If a curve $$y = f(x)$$ passes through the point (1, 2) and satisfies $$x\frac{dy}{dx} + y = bx^4$$, then for what value of $$b$$, $$\int_1^2 f(x)dx = \frac{62}{5}$$?

The curve $$y = f(x)$$ passes through $$(1, 2)$$ and satisfies the differential equation $$x\frac{dy}{dx} + y = bx^4$$.

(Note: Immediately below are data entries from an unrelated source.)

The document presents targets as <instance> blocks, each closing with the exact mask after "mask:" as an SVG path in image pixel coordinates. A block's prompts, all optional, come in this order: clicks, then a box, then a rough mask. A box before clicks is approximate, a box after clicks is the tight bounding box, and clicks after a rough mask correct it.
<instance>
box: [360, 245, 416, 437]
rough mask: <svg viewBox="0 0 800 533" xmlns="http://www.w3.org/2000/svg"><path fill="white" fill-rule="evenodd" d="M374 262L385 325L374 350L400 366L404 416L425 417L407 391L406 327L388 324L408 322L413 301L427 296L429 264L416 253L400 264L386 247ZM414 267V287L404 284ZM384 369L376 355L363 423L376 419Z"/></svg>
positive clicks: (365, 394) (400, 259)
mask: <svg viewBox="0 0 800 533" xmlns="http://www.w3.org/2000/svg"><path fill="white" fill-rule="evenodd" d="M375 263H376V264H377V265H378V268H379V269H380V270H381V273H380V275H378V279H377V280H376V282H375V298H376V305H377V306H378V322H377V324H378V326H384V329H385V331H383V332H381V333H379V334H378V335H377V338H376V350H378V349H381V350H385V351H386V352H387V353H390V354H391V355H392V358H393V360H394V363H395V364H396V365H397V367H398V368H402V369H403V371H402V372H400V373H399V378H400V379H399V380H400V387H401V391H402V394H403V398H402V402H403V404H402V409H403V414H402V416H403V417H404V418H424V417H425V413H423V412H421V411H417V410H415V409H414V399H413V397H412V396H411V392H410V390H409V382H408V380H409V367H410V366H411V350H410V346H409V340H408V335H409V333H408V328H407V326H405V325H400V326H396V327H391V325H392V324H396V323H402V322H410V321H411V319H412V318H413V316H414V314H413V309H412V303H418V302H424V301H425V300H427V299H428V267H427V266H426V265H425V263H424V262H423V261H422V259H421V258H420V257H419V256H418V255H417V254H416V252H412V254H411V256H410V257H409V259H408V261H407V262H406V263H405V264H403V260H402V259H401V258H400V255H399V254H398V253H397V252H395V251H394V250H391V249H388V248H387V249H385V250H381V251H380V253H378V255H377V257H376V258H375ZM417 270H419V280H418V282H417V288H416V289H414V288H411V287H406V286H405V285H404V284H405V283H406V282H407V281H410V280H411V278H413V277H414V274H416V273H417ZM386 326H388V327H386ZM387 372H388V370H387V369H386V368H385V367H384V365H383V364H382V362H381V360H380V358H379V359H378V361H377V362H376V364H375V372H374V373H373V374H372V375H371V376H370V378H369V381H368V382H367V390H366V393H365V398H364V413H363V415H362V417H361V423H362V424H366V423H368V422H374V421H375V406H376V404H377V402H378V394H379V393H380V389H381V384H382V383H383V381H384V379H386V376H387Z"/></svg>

The left side can be written as $$\frac{d}{dx}(xy) = bx^4$$. Integrating both sides with respect to $$x$$, we get $$xy = \frac{bx^5}{5} + C$$.

Using the initial condition $$f(1) = 2$$: $$1 \cdot 2 = \frac{b}{5} + C$$, so $$C = 2 - \frac{b}{5}$$.

Therefore, $$xy = \frac{bx^5}{5} + 2 - \frac{b}{5}$$, which gives $$f(x) = \frac{bx^4}{5} + \frac{2 - \frac{b}{5}}{x}$$.

Now we compute $$\int_1^2 f(x)\,dx = \int_1^2 \left[\frac{bx^4}{5} + \frac{(2 - \frac{b}{5})}{x}\right]dx = \left[\frac{bx^5}{25} + \left(2 - \frac{b}{5}\right)\ln x\right]_1^2$$.

Evaluating: $$= \frac{32b}{25} - \frac{b}{25} + \left(2 - \frac{b}{5}\right)\ln 2 = \frac{31b}{25} + \left(2 - \frac{b}{5}\right)\ln 2$$.

Setting this equal to $$\frac{62}{5}$$: $$\frac{31b}{25} + \left(2 - \frac{b}{5}\right)\ln 2 = \frac{62}{5}$$. For this to hold without a logarithmic term, we need $$2 - \frac{b}{5} = 0$$, giving $$b = 10$$. Then $$\frac{31 \cdot 10}{25} = \frac{310}{25} = \frac{62}{5}$$, which confirms the equation.

Therefore, $$b = 10$$.